FHA Mortgage loans for Condos and Town homes
FHA home loan Lender asked:
FHA Mortgage loans for Condos and Town homes
Eligible FHA mortgage Applicants:
Any creditworthy potential owner-occupant who meets FHA home loan underwriting criteria and will make the condominium unit their principal residence is eligible for a mortgage insured under this program.
Florida home buyers should know the many advantages of the FHA mortgage loan programs. FHA loans were created to help increase home ownership. For the Florida Condo or townhome buyer the FHA program can simplify the purchase of a home, making financing easier and less expensive than a conventional mortgage loan product. Some highlights of the Florida FHA loan program include:
Minimal Down Payment and Closing costs.
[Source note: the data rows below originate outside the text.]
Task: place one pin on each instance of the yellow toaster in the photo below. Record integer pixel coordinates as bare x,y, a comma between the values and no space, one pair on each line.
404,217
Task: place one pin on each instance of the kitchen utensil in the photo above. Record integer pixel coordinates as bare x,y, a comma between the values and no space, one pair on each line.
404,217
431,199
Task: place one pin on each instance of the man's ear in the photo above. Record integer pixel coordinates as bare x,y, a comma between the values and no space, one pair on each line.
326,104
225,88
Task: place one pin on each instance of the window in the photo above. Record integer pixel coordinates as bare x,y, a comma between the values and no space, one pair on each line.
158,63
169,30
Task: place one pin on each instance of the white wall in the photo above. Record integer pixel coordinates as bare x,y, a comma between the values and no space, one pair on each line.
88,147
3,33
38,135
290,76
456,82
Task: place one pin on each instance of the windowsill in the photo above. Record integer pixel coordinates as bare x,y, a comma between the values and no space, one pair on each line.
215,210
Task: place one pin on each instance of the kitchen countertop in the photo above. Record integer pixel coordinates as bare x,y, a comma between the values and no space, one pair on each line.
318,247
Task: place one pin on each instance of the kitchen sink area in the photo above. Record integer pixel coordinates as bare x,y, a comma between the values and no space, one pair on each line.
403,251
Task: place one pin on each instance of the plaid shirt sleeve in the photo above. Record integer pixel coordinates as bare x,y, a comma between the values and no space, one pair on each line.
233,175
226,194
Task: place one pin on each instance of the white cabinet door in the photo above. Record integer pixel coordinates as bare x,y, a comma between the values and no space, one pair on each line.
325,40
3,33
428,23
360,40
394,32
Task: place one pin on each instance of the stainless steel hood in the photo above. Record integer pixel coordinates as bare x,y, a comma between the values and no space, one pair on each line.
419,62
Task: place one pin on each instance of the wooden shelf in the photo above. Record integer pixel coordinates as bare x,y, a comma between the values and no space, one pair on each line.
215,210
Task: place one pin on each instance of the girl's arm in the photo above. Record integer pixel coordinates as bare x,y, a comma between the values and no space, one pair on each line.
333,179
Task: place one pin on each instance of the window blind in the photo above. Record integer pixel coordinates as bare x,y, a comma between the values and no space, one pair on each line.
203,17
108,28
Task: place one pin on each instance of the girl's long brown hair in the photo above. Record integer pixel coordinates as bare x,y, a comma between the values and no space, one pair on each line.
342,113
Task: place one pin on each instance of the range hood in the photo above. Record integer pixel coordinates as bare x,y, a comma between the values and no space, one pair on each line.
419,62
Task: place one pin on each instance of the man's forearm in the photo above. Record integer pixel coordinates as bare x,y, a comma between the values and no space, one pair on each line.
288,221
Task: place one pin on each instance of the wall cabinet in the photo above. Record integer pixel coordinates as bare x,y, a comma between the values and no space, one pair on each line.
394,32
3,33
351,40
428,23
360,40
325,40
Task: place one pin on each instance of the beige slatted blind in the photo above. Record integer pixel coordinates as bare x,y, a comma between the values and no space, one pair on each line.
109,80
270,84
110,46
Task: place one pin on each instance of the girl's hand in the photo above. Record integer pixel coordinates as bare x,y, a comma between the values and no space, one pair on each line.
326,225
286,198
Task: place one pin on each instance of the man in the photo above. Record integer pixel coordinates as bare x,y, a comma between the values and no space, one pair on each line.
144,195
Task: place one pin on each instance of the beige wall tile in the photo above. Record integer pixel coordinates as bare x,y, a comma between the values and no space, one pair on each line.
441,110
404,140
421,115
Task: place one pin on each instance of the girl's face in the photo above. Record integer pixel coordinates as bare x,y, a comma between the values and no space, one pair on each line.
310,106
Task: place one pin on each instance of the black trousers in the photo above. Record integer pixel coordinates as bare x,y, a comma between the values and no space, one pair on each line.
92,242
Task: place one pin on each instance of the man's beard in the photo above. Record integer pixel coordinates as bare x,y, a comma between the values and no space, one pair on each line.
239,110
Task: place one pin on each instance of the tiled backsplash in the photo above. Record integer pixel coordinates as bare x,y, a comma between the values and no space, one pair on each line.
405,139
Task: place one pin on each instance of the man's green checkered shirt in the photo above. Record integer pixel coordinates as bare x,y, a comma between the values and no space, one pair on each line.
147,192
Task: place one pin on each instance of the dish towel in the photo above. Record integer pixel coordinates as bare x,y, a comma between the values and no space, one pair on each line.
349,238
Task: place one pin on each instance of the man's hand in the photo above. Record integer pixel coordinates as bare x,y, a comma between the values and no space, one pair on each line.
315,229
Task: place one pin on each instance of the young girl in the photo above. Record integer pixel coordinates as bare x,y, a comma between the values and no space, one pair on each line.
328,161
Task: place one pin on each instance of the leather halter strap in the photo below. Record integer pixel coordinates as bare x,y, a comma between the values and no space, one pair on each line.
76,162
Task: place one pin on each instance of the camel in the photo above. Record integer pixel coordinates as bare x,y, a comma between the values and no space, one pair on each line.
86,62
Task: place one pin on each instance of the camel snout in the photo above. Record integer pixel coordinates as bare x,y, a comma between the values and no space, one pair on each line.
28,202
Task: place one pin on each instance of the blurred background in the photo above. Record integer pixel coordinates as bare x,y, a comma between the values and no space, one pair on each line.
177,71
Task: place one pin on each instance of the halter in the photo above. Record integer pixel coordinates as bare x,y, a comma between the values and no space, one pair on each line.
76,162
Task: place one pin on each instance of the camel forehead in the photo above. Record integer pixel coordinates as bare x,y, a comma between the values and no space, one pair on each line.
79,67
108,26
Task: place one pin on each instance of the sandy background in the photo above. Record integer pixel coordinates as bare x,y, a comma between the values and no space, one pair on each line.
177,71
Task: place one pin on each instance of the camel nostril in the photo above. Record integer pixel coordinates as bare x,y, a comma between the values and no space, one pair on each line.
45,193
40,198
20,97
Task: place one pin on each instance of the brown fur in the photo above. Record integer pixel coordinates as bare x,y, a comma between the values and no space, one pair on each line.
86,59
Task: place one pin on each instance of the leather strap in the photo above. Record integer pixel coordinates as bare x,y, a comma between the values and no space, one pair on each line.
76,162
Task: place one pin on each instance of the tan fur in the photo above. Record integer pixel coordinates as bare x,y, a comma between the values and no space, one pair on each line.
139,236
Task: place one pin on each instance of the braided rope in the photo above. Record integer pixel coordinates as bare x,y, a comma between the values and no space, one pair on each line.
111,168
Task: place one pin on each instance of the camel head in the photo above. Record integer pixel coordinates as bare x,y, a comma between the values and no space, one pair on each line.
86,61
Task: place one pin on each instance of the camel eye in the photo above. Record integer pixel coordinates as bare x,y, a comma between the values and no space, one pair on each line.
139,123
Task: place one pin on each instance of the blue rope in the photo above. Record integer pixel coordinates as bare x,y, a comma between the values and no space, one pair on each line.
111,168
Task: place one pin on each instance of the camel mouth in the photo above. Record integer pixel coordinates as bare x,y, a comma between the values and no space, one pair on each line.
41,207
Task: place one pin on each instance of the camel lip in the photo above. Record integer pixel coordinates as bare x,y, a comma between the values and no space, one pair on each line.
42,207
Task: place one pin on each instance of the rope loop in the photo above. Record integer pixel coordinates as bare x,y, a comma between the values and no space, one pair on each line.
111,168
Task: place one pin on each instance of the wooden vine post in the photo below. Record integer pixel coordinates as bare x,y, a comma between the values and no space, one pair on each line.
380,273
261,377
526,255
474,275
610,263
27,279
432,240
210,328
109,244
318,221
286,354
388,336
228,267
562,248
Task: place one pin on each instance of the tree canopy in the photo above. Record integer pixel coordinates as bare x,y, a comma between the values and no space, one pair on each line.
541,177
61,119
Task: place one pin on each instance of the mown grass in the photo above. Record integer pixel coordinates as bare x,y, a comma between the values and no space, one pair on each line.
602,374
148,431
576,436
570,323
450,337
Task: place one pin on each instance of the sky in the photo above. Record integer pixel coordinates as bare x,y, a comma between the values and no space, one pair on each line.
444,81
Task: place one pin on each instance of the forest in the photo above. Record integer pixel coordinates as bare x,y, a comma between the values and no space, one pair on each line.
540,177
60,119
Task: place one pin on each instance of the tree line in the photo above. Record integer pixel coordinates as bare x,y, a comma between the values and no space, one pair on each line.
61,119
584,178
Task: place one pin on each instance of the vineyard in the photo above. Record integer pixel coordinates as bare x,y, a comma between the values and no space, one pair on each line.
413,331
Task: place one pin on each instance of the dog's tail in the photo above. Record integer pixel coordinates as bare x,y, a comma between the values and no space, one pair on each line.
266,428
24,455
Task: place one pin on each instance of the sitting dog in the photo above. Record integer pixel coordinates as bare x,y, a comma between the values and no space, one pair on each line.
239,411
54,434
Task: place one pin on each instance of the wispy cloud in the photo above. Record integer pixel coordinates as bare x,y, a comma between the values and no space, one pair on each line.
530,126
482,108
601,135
Down payment less than 3% of Sales Price Gifts are allowed Seller can credit up to 6% of sales price towards closing and prepaid costs. 100% Financing available No reserves required. FHA regulated closing costs. Easier Credit Qualifying Guidelines such as: No minimum FICO score or credit score requirements. FHA will allow a home purchase 1 year after a Bankruptcy. FHA will allow a home purchase2 years after a Foreclosure.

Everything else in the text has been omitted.